ただ撫でられたというのに、神経を直に熱せられたように強い快楽が走り抜ける。先ほど見せていた炎とは比べられないほど弱火、ほんのりと指先が光っている程度の魔力だというのに、祐介の体は強く反応し暴れ狂ってしまう。震える口から嬌声が漏れ、絡みつく愛妻の下半身の中で陸に打ち上げられた魚のようにびくびくと体を震わせた。

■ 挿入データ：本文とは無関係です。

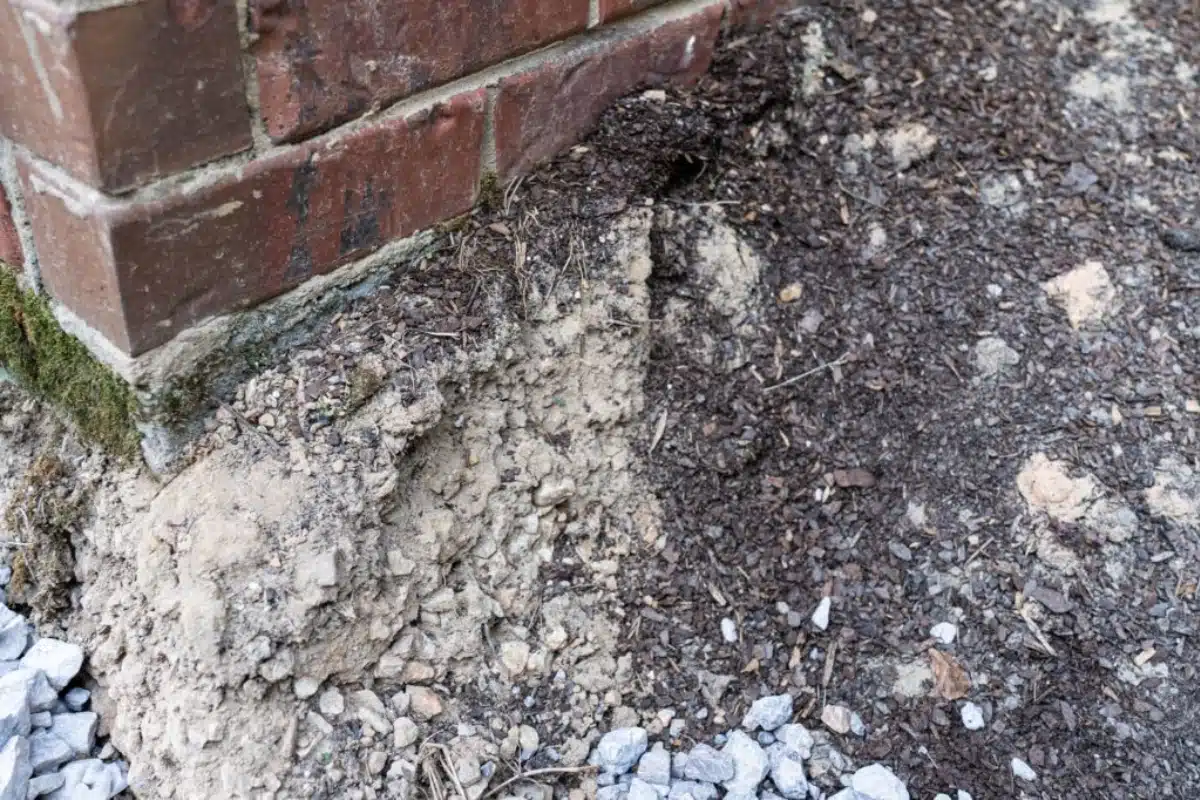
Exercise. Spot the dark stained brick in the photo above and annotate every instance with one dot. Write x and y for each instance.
(611, 10)
(123, 95)
(141, 271)
(552, 106)
(325, 61)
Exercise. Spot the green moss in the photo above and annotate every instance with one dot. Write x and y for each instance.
(491, 193)
(57, 366)
(42, 515)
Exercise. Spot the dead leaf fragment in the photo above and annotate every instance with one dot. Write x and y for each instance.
(951, 680)
(857, 477)
(791, 293)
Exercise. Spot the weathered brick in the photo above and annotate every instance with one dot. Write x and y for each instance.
(541, 112)
(11, 252)
(141, 270)
(324, 61)
(611, 10)
(123, 95)
(757, 12)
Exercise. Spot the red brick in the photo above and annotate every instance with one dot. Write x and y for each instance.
(541, 112)
(120, 96)
(611, 10)
(759, 12)
(141, 270)
(10, 241)
(325, 61)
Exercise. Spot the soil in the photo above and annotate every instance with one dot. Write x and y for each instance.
(899, 306)
(853, 443)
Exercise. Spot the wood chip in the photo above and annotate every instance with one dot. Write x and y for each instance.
(857, 477)
(951, 680)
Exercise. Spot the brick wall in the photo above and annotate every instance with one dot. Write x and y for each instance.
(175, 161)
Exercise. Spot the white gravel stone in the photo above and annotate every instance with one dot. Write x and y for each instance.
(768, 713)
(796, 739)
(708, 764)
(77, 698)
(48, 752)
(945, 632)
(405, 733)
(15, 769)
(13, 633)
(877, 782)
(34, 683)
(694, 789)
(821, 615)
(1023, 770)
(640, 789)
(331, 703)
(13, 711)
(42, 785)
(60, 661)
(654, 768)
(750, 763)
(787, 775)
(77, 729)
(972, 716)
(621, 749)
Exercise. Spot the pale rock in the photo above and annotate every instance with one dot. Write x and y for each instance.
(945, 632)
(424, 702)
(1023, 770)
(331, 703)
(60, 661)
(768, 713)
(527, 741)
(796, 740)
(377, 762)
(619, 750)
(837, 719)
(750, 763)
(77, 729)
(13, 633)
(640, 789)
(47, 752)
(15, 710)
(654, 768)
(405, 733)
(15, 769)
(515, 656)
(552, 493)
(972, 716)
(77, 698)
(42, 696)
(693, 791)
(43, 785)
(708, 765)
(877, 782)
(821, 615)
(787, 775)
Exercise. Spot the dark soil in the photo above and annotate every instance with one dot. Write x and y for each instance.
(743, 473)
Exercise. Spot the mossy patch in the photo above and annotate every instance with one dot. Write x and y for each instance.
(57, 366)
(43, 512)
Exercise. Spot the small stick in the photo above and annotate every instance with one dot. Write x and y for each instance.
(549, 770)
(811, 372)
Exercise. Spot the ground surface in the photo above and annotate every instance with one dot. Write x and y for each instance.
(1065, 134)
(891, 308)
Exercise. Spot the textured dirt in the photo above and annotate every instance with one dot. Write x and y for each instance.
(895, 307)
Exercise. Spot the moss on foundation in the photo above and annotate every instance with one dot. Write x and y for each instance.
(58, 367)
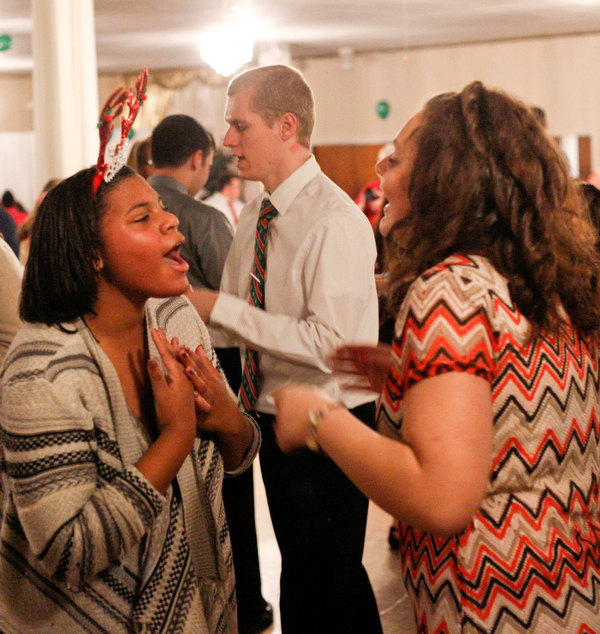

妻の言う、毒よりも厄介な魔力の威力は予想以上だった。
愛撫ですらない、ただ肌を撫でられただけだというのに全身が震え、男性器を硬く勃起させてしまう。そして心だけではなく体で理解した。こうなってしまっては、魔物娘図鑑の中に表記されている、毒の餌食になった男達のように体を貪られるほかないのだと。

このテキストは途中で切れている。